A team of WSWS supporters handed out the WSWS statement “One year since the US invasion of Iraq”, which draws a balance sheet of the first year of the US-led coalition’s illegal occupation of Iraq and calls for a socialist alternative to the war.

Naïla, a Paris law student, told the WSWS that she was against the European Union as it had been created. “I can’t say it’s a good thing for the countries joining,” she said. “The people are likely to suffer big losses in rights and social services. Using deficits as a pretext, France in Europe is submitting to neo-liberal, untrammelled capitalist norms and it’s a bad thing for the French people,” she said. “Two years ago, when there were the massive May Day mobilizations in opposition to Le Pen’s getting into the second round of the presidential elections, I responded to the call by the political parties to vote for Chirac. I now feel that I was taken for a ride. Chirac was elected with the votes of the left. I hesitated: in the context it was a sort of moral blackmail. I wouldn’t do that again.”

On Iraq, Naïla felt that the war should never have been launched. She was aware that President Jacques Chirac wanted the United Nations to take over control in Iraq and was not sure what attitude to take regarding withdrawal of troops from the country: “I know it’s a geopolitical question: the West wants to exclude the Middle East countries from control of their region. I don’t know what to say about the total withdrawal of American troops and whether UN troops should go in. If they went there would probably be another Islamic republic.”

Valéry, a primary school teacher and member of the CGT trade union and the Communist Party, defended the call of the left parties to vote Chirac, despite the disastrous social policies his government was implementing and which were at the centre of the May Day demonstration. “I don’t regret voting Chirac—it was for the immigrants—we couldn’t let Le Pen in.” She had to admit that under Chirac the immigrants had not fared well with the crackdowns of former Interior Minister Nicolas Sarkozy, but insisted that Le Pen’s “low” score in the second round of the elections (18 percent) had been a good thing.

She thought that the expansion of Europe—with the addition of the 11 accession countries—was good, but disagreed with the fact that it was being built on capitalist, not socialist lines.

Jean-Philippe Lambert, a researcher into acoustics and music, said that the expansion of the EU was all about economics and not social conditions. The only interesting thing about the EU was that it brought workers from different countries into contact with each other and into communication and discussion. The driving force of European expansion was the growth of free market capitalism. The decisions to privatize the French-state owned electricity and gas utilities EDF-GDF came from the EU.

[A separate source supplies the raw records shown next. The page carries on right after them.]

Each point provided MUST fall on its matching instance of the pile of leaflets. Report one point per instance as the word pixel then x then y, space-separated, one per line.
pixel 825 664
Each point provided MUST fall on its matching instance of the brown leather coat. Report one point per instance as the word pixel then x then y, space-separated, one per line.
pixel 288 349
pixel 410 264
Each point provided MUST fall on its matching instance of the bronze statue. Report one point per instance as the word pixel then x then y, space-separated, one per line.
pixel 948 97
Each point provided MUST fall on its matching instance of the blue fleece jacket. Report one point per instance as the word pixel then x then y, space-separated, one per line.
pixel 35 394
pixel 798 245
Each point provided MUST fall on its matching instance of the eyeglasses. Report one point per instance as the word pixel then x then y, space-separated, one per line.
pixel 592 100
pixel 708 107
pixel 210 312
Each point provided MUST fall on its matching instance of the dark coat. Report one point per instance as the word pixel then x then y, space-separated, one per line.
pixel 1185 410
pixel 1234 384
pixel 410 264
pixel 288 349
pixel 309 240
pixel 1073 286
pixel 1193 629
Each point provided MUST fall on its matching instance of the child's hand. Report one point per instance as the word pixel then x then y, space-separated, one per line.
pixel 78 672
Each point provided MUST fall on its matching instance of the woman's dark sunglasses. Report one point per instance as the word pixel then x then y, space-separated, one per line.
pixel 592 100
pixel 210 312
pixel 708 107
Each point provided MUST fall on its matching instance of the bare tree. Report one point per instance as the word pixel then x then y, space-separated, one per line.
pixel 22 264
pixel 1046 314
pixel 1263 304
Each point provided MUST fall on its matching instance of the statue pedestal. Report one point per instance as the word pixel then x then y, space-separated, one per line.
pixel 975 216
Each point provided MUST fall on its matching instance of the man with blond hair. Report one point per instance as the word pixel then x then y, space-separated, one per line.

He commented, “In the elections two years ago there was a lot of propaganda from the parties—since then nothing. Elections change nothing, it’s the politics of the lesser evil. The Socialist Party and the big unions don’t represent people as they live. Party and trade union activism is no good, they just leave the structures intact. People are going to have to get together and discuss outside the parties and trade unions.”